Written by Brett Linton


US manufacturing activity contracted in April, according to the latest report from the Institute for Supply Management (ISM). The index had briefly showed expansion in March, but has indicated a contracting manufacturing sector for 17 of the last 18 months.

The ISM Manufacturing PMI fell to 49.2% in April, down 1.1 percentage points from March’s 18-month high. A reading above 50 indicates the manufacturing economy is growing, while a reading below 50 indicates contraction.

However, ISM said the overall economy expanded for the 48th straight month in April after one month of contraction in April 2020. The institute noted that a Manufacturing PMI above 42.5%, over a period of time, usually indicates the overall economy is expanding.

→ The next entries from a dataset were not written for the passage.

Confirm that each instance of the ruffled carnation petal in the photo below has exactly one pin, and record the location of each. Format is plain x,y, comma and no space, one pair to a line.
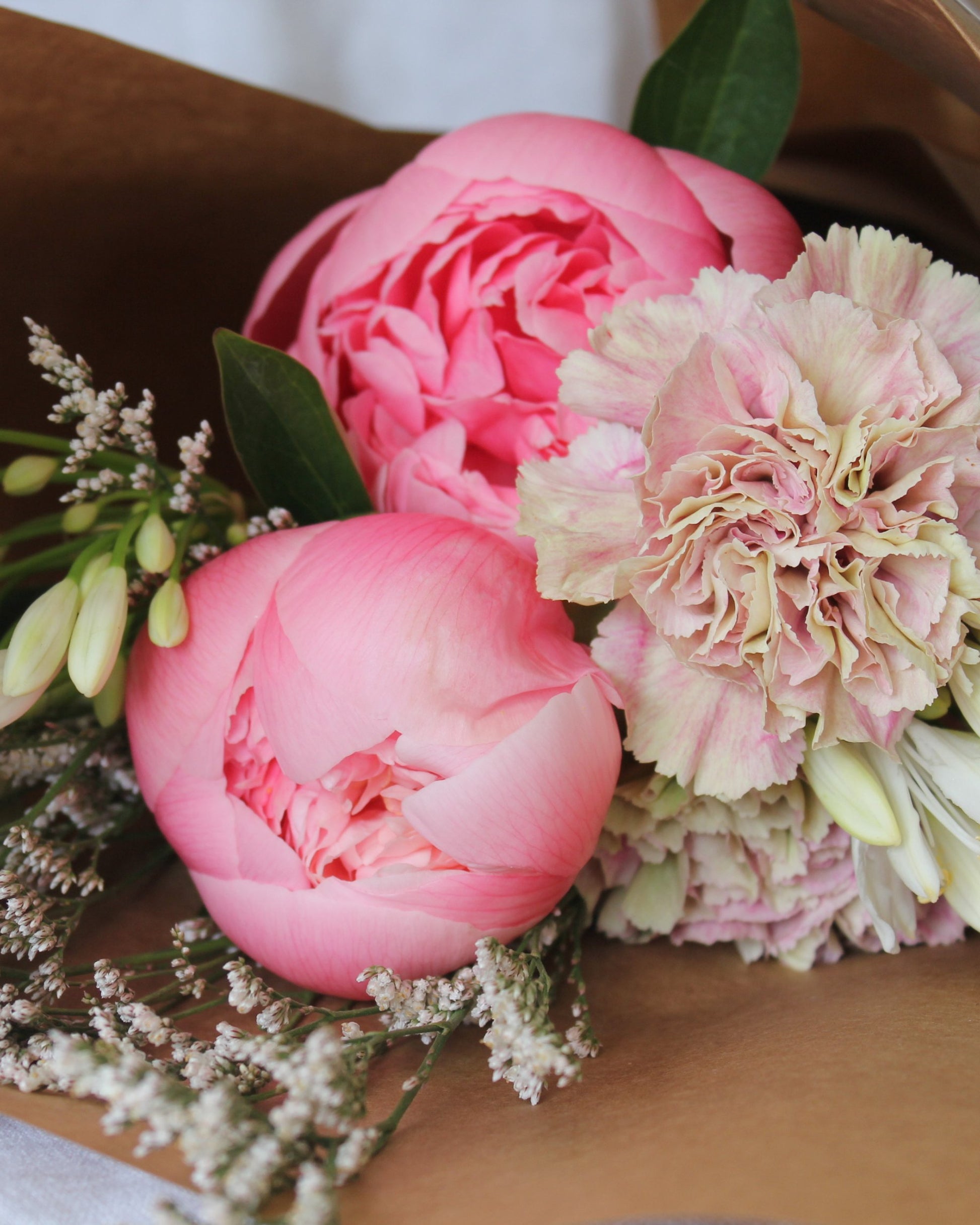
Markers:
584,515
705,731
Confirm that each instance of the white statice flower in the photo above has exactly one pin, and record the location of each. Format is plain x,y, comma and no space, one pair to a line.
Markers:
514,1002
771,873
247,990
355,1152
406,1003
324,1087
315,1202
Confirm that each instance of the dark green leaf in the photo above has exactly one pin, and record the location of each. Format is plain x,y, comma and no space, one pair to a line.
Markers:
727,86
285,434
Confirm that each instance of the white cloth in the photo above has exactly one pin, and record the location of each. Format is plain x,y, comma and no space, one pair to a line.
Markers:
46,1180
415,64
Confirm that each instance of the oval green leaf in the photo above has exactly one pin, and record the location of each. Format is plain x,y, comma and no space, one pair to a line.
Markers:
285,433
727,86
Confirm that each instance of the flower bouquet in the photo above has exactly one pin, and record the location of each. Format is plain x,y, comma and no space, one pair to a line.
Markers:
548,369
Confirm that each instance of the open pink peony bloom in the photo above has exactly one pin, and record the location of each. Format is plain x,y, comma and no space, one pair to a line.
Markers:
435,310
376,744
785,485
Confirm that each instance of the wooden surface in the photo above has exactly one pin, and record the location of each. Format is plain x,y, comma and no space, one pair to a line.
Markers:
849,1096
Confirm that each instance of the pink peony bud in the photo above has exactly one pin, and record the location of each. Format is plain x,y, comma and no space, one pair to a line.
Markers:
376,744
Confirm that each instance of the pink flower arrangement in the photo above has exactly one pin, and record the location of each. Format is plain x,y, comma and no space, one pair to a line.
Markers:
435,310
769,873
376,744
783,489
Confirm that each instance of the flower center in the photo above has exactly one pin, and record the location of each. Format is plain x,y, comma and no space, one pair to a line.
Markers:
348,824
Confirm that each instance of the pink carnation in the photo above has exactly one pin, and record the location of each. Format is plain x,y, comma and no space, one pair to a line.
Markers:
769,873
435,310
785,485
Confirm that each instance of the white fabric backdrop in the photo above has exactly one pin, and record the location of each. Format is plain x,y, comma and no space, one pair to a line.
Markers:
418,64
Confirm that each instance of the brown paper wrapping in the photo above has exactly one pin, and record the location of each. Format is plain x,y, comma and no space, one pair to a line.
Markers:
141,202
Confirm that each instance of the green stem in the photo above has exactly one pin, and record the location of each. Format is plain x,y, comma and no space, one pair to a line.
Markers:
35,442
123,541
386,1129
91,550
59,784
183,541
48,559
205,946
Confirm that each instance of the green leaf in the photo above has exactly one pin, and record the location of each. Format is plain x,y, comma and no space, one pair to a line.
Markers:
286,437
727,86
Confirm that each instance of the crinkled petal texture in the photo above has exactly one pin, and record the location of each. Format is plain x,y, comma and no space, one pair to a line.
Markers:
806,491
376,744
435,310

“Demand remains at the early stages of recovery, with continuing signs of improving conditions,” ISM chair Timothy R. Fiore said in a statement. “Production execution continued to expand in March, but at a slower rate of growth than in prior months. Suppliers continue to have capacity but work to improve lead times, due to their raw material supply chain disruptions.”

Of the 16 manufacturing industries tracked, ISM said nine reported growth in April while seven reported contraction. Fabricated metal products was identified as an industry in contraction.

Steel market comments

The report includes comments from survey respondents. A fabricated metal products executive expressed easing business conditions, commenting, “Business is slowing down — it has been a gradual decline for the last several months. We are not seeing new orders at last year’s level, or at this year’s budgeted levels.”

Another primary metals respondent reported steady conditions, remarking, “Business is stable, and orders have been consistent. We’re quoting new business for the factory, and automotive builds continue at averages but not near maximum outputs. Workforce is stable, with the turnover ratio dropping considerably. Salaries and hourly rates increasing to meet inflationary pressures.”